For generations, Detroit has been symbolic of urban decay and the abandonment of inner cities in America. The city has suffered economic hardship, high-crime levels, political corruption, a mass exodus of its population, and the subsequent inability to provide adequate basic services because of that dwindling tax base. But Detroit is so much more than that. It’s also beautiful, vibrant, spiritual. It’s redefining itself from a city abandoned and forgotten to a city shaking off its rust and stirring up echoes of glories long past. There is something growing in Detroit, something powerful that has been long lost for generations. The pride of Detroit is coming back, and much of that has germinated, literally and figuratively, from seed. In the coming weeks, I’ll introduce you to the city’s growing urban farming movement. In part 1, we explore how Detroit is returning to its farming roots.

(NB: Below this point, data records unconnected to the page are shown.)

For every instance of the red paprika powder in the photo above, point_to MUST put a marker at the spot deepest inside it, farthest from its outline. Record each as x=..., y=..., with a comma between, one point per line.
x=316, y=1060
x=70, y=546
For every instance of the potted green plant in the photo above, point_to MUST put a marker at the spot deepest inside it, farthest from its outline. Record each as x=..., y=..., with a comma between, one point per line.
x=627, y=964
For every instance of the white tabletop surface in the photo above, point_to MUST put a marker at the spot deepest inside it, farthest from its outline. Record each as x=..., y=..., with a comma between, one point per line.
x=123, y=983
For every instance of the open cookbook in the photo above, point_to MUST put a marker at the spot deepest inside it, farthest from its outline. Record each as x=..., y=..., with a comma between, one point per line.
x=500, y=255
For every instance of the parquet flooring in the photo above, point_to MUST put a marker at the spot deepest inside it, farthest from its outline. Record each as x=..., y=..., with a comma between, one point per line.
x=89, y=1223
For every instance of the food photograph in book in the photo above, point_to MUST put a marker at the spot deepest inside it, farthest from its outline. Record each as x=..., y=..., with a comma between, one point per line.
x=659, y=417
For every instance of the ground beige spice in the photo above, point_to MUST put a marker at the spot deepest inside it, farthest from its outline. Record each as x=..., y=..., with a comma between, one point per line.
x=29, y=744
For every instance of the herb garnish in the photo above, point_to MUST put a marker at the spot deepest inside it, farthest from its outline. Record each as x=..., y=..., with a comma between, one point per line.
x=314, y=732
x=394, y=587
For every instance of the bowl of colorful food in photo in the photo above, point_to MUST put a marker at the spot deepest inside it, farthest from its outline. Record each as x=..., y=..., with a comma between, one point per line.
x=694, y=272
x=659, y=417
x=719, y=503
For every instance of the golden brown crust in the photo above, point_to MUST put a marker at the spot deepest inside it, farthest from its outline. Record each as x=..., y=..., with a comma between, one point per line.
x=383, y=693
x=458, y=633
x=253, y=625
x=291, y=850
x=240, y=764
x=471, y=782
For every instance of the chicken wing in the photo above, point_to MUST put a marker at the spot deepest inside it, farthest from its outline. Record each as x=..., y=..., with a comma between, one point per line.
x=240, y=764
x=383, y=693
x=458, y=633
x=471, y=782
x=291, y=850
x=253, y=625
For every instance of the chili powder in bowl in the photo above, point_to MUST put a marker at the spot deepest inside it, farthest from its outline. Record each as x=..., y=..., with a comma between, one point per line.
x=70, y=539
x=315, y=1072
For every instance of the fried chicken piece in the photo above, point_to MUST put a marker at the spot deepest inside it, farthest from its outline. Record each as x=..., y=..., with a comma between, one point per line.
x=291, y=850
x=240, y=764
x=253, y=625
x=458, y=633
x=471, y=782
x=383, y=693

Detroit is more than 138 square miles, larger than Boston, Manhattan, and San Francisco combined. Given its size, a struggling economy, and the shocking loss of a tax base, it’s no wonder the city struggles to provide basic services like street lights, mass transit, police and fire protection. As for food, Detroit is a food desert, where the combination of no mass transit and no grocery stores makes access to fresh, healthy food nearly impossible for many Detroiters. But recently, the urban farming movement in Detroit has created a buzz that has attracted attention worldwide.

Before we explore the rise of urban farming in Detroit, let’s first go back 100 years. In the midst of the worst economic depression in history in 1894, Detroit Mayor Hazen S. Pingree launched his “potato patch plan” for the city’s less fortunate to cultivate vacant lots in an effort to not only feed the poor, but to also produce income, increase food diversity, and boost self-reliance during hard times. Pingree’s Potato Patches were met with strong criticism, but just two years after launch, the program was heralded nationally as a success. New York, Boston, Chicago, Seattle, and Denver took notice of what Detroit was doing and soon adopted Pingree’s model. If this sounds familiar, it should. Though “urban farming” and “urban agriculture” were not trendy terms like they are now, that was precisely what Pingree was promoting, and both the social conditions and goals of his plan mirror the current efforts in Detroit.

Fast-forward to today, and we find ourselves repeating history. In the midst of widespread economic hardship, with large swaths of vacant land, Detroit once again is turning to urban farming as a sustainable model for improvement. And once again, other cities are watching what Detroit is doing. The city is in much the same situation as it was in Pingree’s time. Detroiters are struggling to make ends meet, especially the unemployed. We have a broken food system with limited access to fresh, nutritional foods, a need to reinvent different means of sustainable commerce, and 40 square miles of vacant land. In short, the potential of urban farming in Detroit is to build, from the ground up, a vibrant, sustainable economy while at the same time improving overall health, quality of life, and impact on the environment. Urban farming is about Detroit returning to its roots to help improve its future. In Part 2, we’ll meet some of the folks getting their hands dirty and some key players who believe the path to Detroit’s blue skies is paved in green.